I am checking on feasibility of giving an application as ASIC. I am a novice in this area.

My application does the following

1.Correct the uneven lighting in an image
2.stitch two images

What are the important parameters to be taken when considering an ASIC?

Thankyou
swetha
 

Re: TO be ASIC or not

That is a very broad question. The first question is to know how many of these chips do you want? One? A dozen? Fifty million?

Designing an ASIC will give you the cheapest chip to manufacture (small), the most flexible packaging options, the lowest power and the highest speed. It will also cost you a *lot* of money to design and to fabricate the masks. And you better get it perfectly right the first time, because changes are really difficult and expensive. Do not choose the ASIC route unless your market volume is high.

For low-volume designs you should use an FPGA (field programmable gate array). These are completely standard parts (e.g.: from Xilinx, Altera, ...)that you can configure to do what you want by loading a sogtware configuration. You can change the 'operating instructions' as many times as you want. It can definitely be programmed to do what you want. That's the right choice for low-to-medium volume.

A very general answer to a very general question
 

Re: TO be ASIC or not

Thankyou.

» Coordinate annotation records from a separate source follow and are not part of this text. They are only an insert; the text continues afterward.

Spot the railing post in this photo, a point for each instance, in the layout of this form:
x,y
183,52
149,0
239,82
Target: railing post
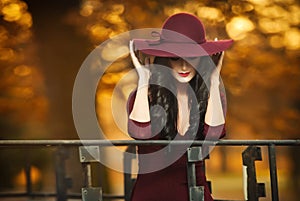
x,y
28,179
273,172
87,155
127,163
254,189
62,183
196,193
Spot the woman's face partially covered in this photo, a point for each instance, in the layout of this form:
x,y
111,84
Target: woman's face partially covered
x,y
183,69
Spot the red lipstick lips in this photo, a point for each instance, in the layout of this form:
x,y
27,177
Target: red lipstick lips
x,y
184,74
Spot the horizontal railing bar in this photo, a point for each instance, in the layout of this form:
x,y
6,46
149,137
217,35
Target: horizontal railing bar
x,y
49,143
44,194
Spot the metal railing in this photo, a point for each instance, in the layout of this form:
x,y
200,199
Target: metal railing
x,y
250,155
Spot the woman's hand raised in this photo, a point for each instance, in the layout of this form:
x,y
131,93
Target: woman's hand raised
x,y
142,69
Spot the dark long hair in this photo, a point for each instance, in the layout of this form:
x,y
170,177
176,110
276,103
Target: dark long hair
x,y
163,101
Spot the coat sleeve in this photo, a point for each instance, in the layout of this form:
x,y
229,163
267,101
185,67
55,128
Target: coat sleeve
x,y
216,132
137,130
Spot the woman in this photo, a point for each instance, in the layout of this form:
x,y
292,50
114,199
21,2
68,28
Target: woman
x,y
178,98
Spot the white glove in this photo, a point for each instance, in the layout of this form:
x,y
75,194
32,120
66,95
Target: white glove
x,y
142,70
214,114
140,111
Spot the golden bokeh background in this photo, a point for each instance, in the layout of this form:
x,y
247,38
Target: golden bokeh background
x,y
43,44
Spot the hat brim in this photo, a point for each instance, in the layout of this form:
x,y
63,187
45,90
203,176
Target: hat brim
x,y
173,49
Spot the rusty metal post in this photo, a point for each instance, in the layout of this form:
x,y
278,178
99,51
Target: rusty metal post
x,y
196,193
254,189
128,180
88,155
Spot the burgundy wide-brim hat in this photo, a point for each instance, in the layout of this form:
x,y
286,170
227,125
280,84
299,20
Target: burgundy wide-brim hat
x,y
182,35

I am sorry for the generalized question,i do not know the process of designing an ASIC.
 

Re: TO be ASIC or not

If you are not experienced in ASIC design you should contact an ASIC design company to help you through the process. They offer tools, relationships and expertise that you will need to get it done.

The design process, in broad strokes, is as follows:

1. Write a specification that defines what the chip is suposed to do. Try to include example input files and desired outputs. The spec should also cover things like desired packaging with its pin configuration, what power supply will be used, etc.

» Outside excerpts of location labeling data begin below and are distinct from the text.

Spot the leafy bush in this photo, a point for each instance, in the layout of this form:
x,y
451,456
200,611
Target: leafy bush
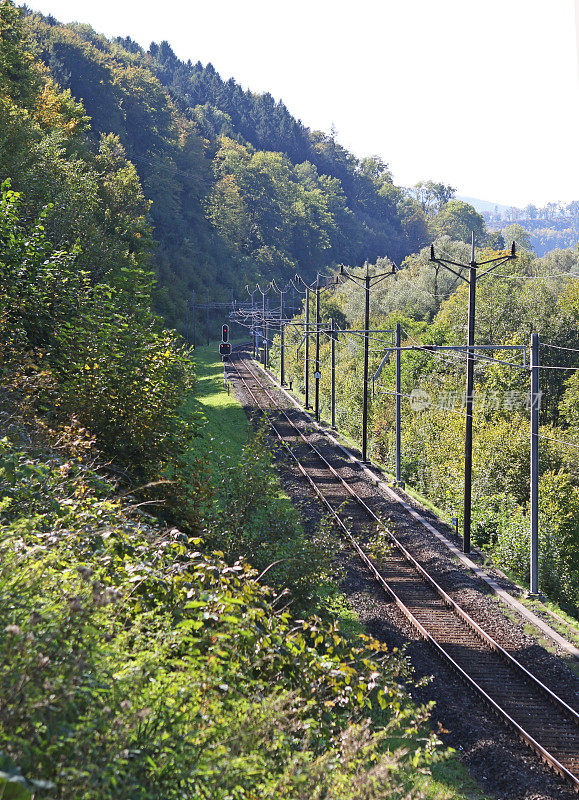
x,y
136,665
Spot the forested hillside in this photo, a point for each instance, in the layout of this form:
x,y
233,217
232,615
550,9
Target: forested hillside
x,y
240,190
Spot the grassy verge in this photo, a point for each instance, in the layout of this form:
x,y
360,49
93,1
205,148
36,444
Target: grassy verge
x,y
449,779
225,425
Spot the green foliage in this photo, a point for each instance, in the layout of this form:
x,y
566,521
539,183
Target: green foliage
x,y
134,664
294,200
112,366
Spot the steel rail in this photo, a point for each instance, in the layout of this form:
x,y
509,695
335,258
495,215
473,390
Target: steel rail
x,y
447,600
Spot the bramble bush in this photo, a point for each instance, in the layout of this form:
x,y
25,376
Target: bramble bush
x,y
104,357
135,664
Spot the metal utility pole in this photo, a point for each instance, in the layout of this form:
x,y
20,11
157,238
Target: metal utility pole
x,y
333,361
367,283
207,316
318,287
534,556
471,280
317,374
281,293
253,323
266,360
282,340
398,403
263,332
366,360
193,309
307,349
469,401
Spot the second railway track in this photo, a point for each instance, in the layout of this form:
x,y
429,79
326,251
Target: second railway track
x,y
539,717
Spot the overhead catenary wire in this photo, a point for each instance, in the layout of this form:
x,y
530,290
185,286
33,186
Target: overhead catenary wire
x,y
559,441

2. Write an executable description of the chip behavior. This is usually in an RTL (register transfer level) language like Verilog or VHDL. Sometimes a higher level model of the chip is constructed first using C, C++ or System-C. But eventually you end up with an RTL description.

3. Perform functional simulation of the RTL to verify if it does what you want it to do.

4. Synthesize the RTL description to a gate level dscription that targets a particular foundry's library (e.g.: use Synopsys' Design Compiler tool or similar).

5. Implement the physical design of the chip with an automated place & route tool (e.g.: from Cadence, Synopsys, Magma or Mentor Graphics)

6. Perform physical verification to check that the chip layout matches what you wanted and meets all physical design rules.

7. Send the final layout and some test vectors to the fabrication partner to make, test and package some prototype chips.

8. Test the physical prototypes to verify they work. If they work you can go straight to volume production. If they don't, you will have to correct the error and make some more prototypes.